The handset manufacturer is claiming that Microsoft should pay them $4 billion annually for using their connectivity and video-coding patents. The game console maker, on the other hand, argued that the technologies are only worth $1 million per year.
In relation to this, Judge James Robart denied Motorola’s request to ban the sales of Xbox 360. That is because the patents in question are FRAND-type innovations. These are inventions which the court has recognized as critical to industry standards and should be licensed on fair, reasonable and non-discriminatory terms. As posted on gaming website Kotaku yesterday:
Saying that the technology was “critical to industry standards”, and that Microsoft had agreed to pay their use (the battle was over how much Microsoft should be paying), Judge James Robart said any financial dispute could be settled at the end of the pair’s case, with no Xbox 360 ban necessary.
The ruling is also applicable in Germany.
FRAND and License-free Precedent
The reports were pointing out that the technologies included in the dispute are necessary to make use of videos coded in H.264 format, as well as to connect to the Internet over Wi-Fi.
In addition, the court indicated that the standing amount owed by Microsoft can be added to their bill once matter is resolved. That’s because is not challenging the need for a fee, but rather just how much Microsoft should pay.
Last May, a court in Germany granted Motorola’s request to ban Microsoft’s Xbox 360. Also included in the ban are the company’s Internet Explorer browser and Windows Media Player. Subsequently, a judge at the US International Trade Commission recommended an import and sales ban on Microsoft’s Asia-made console games on relevant grounds.
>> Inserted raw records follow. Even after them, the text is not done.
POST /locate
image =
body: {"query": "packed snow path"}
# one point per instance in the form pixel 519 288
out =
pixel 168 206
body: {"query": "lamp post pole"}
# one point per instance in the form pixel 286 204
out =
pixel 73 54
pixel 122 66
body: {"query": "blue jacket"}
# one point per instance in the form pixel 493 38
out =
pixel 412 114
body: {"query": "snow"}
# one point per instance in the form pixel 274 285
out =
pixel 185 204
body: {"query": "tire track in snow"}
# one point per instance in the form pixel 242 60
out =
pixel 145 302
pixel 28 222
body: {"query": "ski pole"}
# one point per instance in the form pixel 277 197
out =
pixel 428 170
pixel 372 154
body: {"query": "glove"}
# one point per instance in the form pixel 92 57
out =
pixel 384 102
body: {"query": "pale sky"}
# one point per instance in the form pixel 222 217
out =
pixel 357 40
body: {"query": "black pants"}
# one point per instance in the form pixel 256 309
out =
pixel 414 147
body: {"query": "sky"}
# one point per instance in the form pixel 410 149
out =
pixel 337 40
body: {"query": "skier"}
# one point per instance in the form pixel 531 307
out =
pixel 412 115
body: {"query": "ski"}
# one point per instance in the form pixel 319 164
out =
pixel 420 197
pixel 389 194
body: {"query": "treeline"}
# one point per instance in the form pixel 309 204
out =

However, Motorola was not able to enforce either ruling, which causes the pending of Judge Robart’s ruling in Seattle.
The current legal dispute will now decide the fair license rate for the patents involved in the case. This is a decision that could act as a precedent for other similar litigations.
Moreover, a jury will be asked to rule about Motorola’s earlier suggestion. Prior to this, the company suggested that the two firms should reach an agreement whether 2.25 percent royalty fee is so high that it has placed them under breach of contract.